Like Teddy Roosevelt, he was speaking softly but wielding a big stick - his continuing threat to run candidates against those who oppose the Spitzer agenda. Like Lyndon Johnson, he was promising heavy negotiating to fashion compromises out of issues that clearly divide him from the legislative leaders.
Eliot Spitzer seems comfortable in his new role as king of the hill; Albany's capital hill. He is philosophical about the future. Obviously, he believes in his personal destiny.
Does he have a rich fantasy life in which he may wonder whether he, like Teddy Roosevelt, can aspire to the Presidency one day? That question didn't come up. But what is clear about New York's new governor is that he has immense confidence in himself. He may succeed in passing a big reform agenda. He may not. But what's equally clear is that the years ahead will be most interesting.
In his inaugural address on New Year's day, he invoked the words of Teddy Roosevelt that you can't make progress without entering the arena.
Spitzer said, "We won't win every fight, we won't win every battle, but we will raise the right issues...."

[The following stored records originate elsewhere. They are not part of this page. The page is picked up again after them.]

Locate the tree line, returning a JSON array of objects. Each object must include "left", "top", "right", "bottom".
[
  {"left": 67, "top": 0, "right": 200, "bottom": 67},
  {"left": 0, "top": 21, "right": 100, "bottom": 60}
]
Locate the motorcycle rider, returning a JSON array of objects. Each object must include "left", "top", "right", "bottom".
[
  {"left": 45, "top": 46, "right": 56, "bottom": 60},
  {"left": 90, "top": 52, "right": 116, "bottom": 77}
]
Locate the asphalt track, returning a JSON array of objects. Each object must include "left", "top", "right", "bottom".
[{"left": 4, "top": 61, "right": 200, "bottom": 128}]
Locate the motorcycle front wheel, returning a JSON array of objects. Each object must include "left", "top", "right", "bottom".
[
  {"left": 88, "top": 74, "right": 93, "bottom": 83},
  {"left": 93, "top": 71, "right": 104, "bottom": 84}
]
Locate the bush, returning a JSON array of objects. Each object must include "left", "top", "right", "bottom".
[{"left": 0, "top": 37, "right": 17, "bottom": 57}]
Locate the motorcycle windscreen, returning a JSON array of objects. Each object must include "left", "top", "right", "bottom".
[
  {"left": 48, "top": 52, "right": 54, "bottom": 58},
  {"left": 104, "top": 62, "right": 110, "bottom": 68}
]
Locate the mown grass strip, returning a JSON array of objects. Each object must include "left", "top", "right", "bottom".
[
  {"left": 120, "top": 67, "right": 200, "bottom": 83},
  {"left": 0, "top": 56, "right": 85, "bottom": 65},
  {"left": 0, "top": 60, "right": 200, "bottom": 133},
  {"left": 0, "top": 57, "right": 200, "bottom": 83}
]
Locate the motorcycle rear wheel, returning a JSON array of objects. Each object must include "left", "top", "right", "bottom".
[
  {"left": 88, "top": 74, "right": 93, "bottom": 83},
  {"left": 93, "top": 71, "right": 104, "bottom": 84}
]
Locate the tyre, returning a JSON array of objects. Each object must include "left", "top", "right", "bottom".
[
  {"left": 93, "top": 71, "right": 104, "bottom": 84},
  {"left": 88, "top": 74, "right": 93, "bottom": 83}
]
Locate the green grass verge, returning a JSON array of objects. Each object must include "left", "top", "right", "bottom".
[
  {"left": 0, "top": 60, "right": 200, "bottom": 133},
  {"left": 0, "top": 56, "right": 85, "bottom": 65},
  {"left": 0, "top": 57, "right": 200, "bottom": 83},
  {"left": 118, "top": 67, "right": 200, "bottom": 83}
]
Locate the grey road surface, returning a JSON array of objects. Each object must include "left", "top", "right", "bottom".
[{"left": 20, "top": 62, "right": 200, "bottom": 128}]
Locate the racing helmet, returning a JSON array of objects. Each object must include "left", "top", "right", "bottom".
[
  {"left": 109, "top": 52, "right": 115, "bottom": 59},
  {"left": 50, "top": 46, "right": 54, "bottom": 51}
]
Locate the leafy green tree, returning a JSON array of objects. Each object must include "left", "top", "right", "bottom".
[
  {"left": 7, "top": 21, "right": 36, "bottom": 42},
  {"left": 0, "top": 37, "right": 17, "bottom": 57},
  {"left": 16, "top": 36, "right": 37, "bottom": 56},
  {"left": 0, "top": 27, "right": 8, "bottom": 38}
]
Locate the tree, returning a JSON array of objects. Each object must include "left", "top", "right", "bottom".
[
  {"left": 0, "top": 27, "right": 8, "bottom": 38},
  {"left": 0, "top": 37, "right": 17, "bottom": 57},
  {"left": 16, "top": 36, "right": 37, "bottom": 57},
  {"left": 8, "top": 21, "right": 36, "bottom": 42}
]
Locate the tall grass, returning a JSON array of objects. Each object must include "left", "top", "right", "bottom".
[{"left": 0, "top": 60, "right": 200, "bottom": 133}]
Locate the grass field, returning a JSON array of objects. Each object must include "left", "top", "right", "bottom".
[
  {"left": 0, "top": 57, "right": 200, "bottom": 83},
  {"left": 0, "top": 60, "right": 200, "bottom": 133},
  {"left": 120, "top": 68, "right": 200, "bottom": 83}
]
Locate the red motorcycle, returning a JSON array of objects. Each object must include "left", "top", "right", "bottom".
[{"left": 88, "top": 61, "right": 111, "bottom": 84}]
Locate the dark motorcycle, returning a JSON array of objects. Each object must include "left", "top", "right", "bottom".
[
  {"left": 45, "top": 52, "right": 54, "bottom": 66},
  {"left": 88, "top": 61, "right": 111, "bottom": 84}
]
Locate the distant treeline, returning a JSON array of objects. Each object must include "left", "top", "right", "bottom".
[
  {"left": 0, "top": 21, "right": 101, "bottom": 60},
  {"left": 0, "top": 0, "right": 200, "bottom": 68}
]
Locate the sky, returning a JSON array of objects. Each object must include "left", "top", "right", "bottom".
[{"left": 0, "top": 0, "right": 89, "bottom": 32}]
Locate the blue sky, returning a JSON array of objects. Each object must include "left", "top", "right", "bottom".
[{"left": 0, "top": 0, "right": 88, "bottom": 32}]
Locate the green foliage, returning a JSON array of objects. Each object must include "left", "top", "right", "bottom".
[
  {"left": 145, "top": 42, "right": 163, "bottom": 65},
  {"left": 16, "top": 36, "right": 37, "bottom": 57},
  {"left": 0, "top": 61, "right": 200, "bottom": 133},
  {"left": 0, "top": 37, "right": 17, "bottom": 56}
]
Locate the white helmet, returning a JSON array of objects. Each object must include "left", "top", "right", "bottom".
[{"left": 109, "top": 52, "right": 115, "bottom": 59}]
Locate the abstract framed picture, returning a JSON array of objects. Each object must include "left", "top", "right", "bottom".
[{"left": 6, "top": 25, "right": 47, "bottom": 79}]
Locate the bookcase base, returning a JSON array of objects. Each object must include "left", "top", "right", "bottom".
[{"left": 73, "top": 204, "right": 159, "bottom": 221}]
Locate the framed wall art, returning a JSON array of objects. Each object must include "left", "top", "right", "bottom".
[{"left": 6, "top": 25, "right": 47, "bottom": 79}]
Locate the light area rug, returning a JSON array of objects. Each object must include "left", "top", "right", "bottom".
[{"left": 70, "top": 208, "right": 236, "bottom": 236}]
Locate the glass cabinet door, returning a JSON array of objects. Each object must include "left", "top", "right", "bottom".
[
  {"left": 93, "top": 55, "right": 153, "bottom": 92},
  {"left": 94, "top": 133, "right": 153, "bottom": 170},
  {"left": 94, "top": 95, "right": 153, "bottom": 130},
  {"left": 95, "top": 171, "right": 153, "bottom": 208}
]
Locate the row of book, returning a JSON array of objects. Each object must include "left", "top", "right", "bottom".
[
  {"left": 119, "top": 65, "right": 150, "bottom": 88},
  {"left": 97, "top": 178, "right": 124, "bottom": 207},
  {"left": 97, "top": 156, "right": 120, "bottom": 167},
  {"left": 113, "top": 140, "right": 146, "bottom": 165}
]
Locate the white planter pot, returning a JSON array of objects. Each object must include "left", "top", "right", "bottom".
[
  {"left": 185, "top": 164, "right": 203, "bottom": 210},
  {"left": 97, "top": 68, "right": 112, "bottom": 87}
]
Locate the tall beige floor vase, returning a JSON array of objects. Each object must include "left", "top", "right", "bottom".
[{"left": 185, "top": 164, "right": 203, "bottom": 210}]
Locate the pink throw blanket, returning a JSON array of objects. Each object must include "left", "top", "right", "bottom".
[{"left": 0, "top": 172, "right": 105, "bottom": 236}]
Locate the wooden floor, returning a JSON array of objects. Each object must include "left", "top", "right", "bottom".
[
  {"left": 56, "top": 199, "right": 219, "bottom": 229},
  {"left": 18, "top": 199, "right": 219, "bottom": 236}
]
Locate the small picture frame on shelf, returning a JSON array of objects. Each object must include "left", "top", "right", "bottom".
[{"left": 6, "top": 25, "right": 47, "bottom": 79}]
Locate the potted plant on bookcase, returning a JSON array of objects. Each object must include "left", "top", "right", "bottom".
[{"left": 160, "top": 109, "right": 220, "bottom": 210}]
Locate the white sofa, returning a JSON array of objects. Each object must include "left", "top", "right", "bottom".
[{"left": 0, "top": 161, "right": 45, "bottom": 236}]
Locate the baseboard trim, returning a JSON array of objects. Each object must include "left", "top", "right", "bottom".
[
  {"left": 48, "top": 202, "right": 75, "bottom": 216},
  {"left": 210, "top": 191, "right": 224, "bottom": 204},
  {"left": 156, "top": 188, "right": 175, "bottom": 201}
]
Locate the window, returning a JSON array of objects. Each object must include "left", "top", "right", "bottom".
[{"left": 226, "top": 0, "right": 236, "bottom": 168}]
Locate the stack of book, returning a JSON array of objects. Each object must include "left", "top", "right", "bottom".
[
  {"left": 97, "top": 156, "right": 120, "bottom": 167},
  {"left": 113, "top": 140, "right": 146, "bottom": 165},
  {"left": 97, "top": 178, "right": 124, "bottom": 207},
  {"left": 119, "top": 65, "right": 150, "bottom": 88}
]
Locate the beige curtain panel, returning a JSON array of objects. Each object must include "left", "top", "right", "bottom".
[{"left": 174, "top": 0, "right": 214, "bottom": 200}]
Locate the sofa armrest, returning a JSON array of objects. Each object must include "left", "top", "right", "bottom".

Roosevelt said, "It is not the critic who counts: not the man who points out how the strong man stumbles or where the doer of deeds could have done better. The credit belongs to the man who is actually in the arena, whose face is marred by dust and sweat and blood, who strives valiantly, who errs and comes up short again and again... if he fails, at least he fails while daring greatly, so that his place shall never be with those cold and timid souls who knew neither victory nor defeat."